Saining Xie, a deep learning researcher at New York University, also speculated on how Sora works based on the technical report. OpenAI has apparently used its massive compute and data resources to scale a simple architecture to a degree that led to “emerging simulating capabilities.”

Here's my take on the Sora technical report, with a good dose of speculation that could be totally off. First of all, really appreciate the team for sharing helpful insights and design decisions – Sora is incredible and is set to transform the video generation community.

What we… pic.twitter.com/XbxFmgPKxT
— Saining Xie (@sainingxie) February 16, 2024

However, despite its impressive results, Sora still has clear signs and artifacts that show it does not understand the world. On the one hand, it can produce great details on individual scenes and objects. But on the other, it violates the basic rules of physics and cause and effect.
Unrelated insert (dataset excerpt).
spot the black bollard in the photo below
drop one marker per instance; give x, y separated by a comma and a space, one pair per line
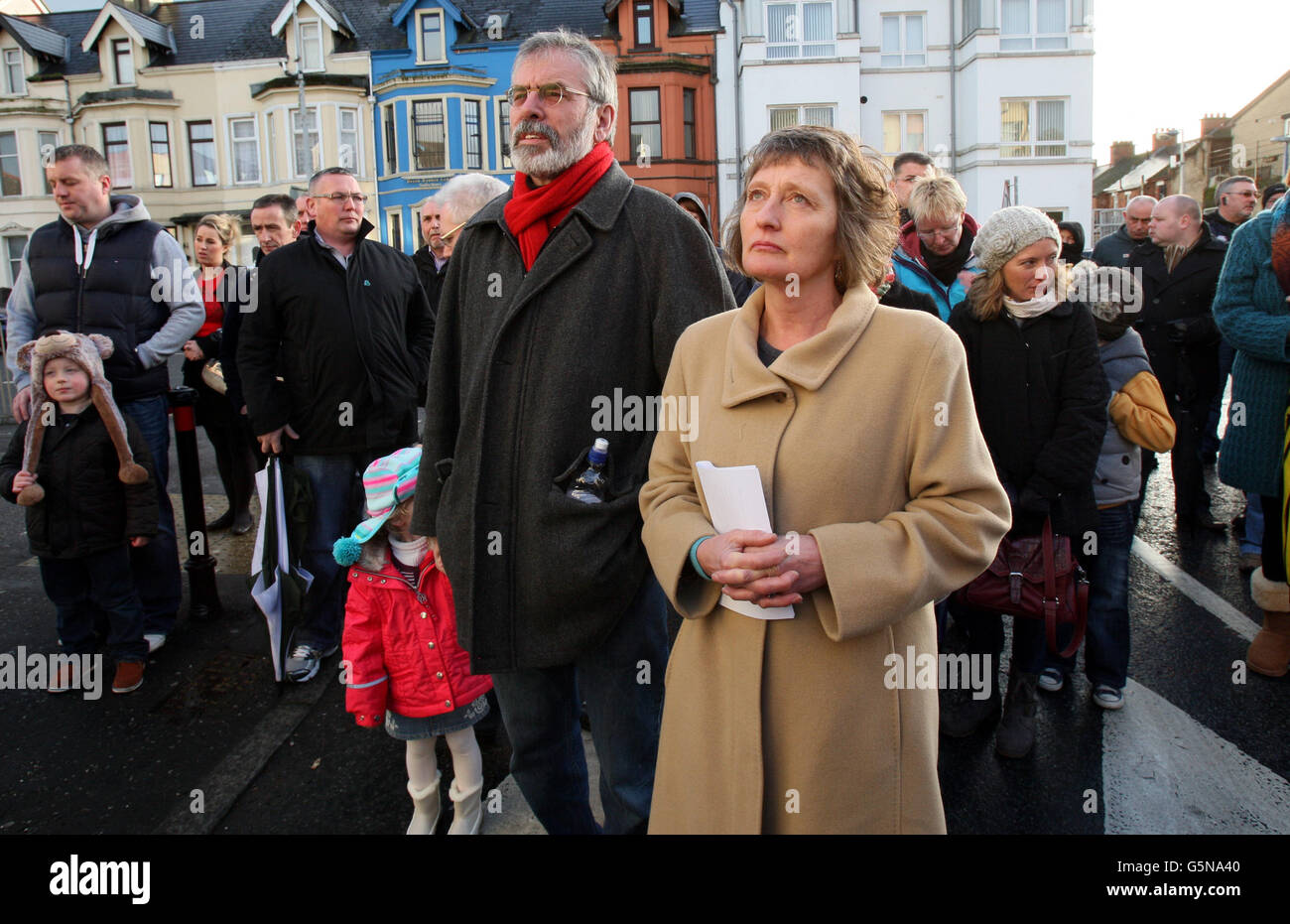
202, 594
For example, objects can appear out of nowhere, or the model can get the scale of objects wrong throughout the video. And sometimes it can mix up different objects. It is especially bad at simulating limbs. Feet and hands can be bent in the wrong direction. When characters walk, their legs can get mixed when they cross each other from the camera’s viewpoint. The character’s gait gets disrupted in midstride.

When there are a few simple objects in the scene, the video is more consistent, which shows that compositionality remains a big challenge of current generative models. OpenAI’s blog acknowledges that the model “may struggle with accurately simulating the physics of a complex scene, and may not understand specific instances of cause and effect.” Sora might also confuse “spatial details,” another problem it shares with DALL-E and other image-generation tools

Continuing to scale

There are different opinions about solutions for Sora’s current problems. One obvious approach is to continue scaling the models. The paper shows the researchers were able to improve the results with more parameters, data, and compute. This is a pattern that has regularly been seen with transformer-based models. We still haven’t reached the ceiling of what transformers can do as you continue to increase their size and training data.
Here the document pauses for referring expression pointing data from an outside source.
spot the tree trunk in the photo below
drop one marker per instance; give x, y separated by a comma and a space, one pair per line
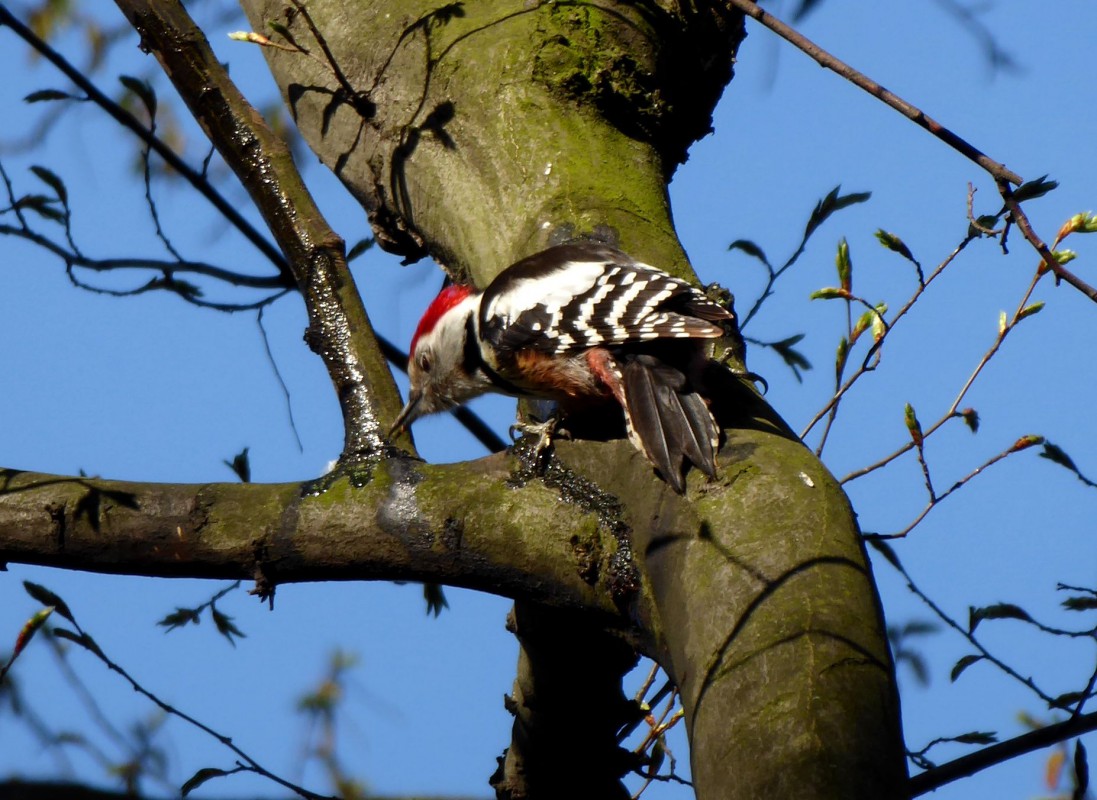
478, 133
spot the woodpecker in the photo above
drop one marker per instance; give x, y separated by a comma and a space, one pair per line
579, 324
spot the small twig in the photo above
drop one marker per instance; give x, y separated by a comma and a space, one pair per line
911, 112
952, 410
971, 215
132, 123
1050, 262
1001, 753
247, 762
868, 364
971, 639
936, 499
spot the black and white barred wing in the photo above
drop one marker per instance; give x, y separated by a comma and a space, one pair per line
589, 295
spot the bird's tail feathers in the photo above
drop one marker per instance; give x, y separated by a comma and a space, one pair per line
667, 420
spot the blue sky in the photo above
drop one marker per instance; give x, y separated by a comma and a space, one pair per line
149, 389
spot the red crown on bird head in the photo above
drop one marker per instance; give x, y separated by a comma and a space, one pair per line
447, 299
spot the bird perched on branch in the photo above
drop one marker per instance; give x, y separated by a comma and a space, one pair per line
583, 325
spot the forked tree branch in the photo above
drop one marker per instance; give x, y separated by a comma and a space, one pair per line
1001, 753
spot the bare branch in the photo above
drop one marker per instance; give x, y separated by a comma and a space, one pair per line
339, 328
862, 81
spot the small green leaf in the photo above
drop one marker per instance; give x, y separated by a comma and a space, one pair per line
750, 249
179, 618
1029, 311
48, 598
51, 179
284, 33
436, 598
975, 737
983, 224
894, 244
1025, 442
840, 358
963, 664
1079, 604
970, 417
829, 204
885, 550
911, 419
658, 754
1081, 770
240, 465
1067, 699
41, 204
200, 777
792, 358
917, 664
361, 247
82, 639
30, 628
844, 266
1031, 190
143, 90
998, 610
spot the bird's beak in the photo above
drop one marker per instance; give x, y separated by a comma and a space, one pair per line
407, 415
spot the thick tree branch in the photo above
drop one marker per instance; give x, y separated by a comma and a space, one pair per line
339, 329
460, 525
153, 142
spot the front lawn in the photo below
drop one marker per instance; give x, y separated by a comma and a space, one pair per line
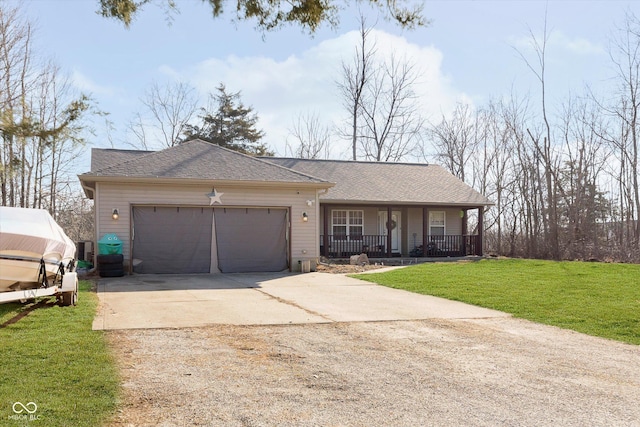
52, 358
593, 298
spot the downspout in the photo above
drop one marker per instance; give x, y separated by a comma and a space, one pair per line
325, 238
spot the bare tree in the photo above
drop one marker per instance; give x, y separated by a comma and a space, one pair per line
312, 139
355, 77
40, 120
625, 111
543, 143
168, 110
392, 124
455, 139
383, 113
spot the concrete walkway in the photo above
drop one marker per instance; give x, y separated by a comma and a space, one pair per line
178, 301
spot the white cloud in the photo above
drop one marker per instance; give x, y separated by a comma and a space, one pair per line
85, 84
279, 91
577, 45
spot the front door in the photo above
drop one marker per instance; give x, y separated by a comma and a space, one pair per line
395, 229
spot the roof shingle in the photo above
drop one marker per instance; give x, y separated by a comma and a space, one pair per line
379, 182
192, 160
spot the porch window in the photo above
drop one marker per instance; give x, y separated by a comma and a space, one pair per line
347, 224
437, 223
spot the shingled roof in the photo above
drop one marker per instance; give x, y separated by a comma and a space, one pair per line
355, 181
194, 159
378, 182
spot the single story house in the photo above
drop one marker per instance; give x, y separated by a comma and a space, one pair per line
200, 208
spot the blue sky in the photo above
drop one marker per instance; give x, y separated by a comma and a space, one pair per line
467, 54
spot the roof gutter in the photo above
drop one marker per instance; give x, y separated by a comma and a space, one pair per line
191, 181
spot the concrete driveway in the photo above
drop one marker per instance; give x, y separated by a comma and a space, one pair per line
179, 301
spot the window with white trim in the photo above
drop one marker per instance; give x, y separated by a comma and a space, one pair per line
347, 224
437, 223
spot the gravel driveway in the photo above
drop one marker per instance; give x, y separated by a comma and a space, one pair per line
437, 372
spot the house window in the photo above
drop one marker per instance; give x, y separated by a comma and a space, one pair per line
346, 224
437, 223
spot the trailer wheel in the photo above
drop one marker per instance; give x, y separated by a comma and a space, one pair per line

But scaling is cost-prohibitive and is only accessible to companies like OpenAI, which have great financial and compute resources and also have a profitable business model that enables them to throw cash at such experiments.

Another possible direction is to explore other ways to improve the existing model with different training techniques. Jim Fan from Nvidia compared Sora to GPT-3, the precursor to ChatGPT.

I see some vocal objections: "Sora is not learning physics, it's just manipulating pixels in 2D".

I respectfully disagree with this reductionist view. It's similar to saying "GPT-4 doesn't learn coding, it's just sampling strings". Well, what transformers do is just manipulating… pic.twitter.com/6omzD423vr
— Jim Fan (@DrJimFan) February 16, 2024

The first version of ChatGPT was built on top of GPT-3 but improved with reinforcement learning from human feedback (RLHF) and better training data. It turned out that the existing model had a lot of untapped potential that could be activated with the right training techniques. After that, it was a short jump to GPT-4 (at least given the vague information that OpenAI has made available). The Sora report indicates that the team was able to use synthetic data to annotate the training examples, which is an approach that can be scaled with more compute resources. Therefore, combining scale, better data, and new training techniques might help Sora take the next leap.

Other approaches that might work

An alternative solution is to redesign the generative models or combine them with other systems to obtain more accurate results.

For example, a model like Sora can pass its output to another generative model such as a neural radiance field (NeRF) to create a 3D map of the video it has generated. Those objects and their movements can then be refined with a physics simulator such as Unreal Engine, which already provides very accurate results. Finally, other generative models such as StyleGAN can change the lighting, style, and other aspects of the final output. Many other small bits can be added to further control the pipeline, such as modifying specific objects or backgrounds.

Nvidia is using a similar technique in its Neural Reconstruction Engine, which creates highly detailed 3D environments from videos recorded by cameras installed on its cars. It uses these environments to create photo-realistic simulated scenarios to train the models used in self-driving cars.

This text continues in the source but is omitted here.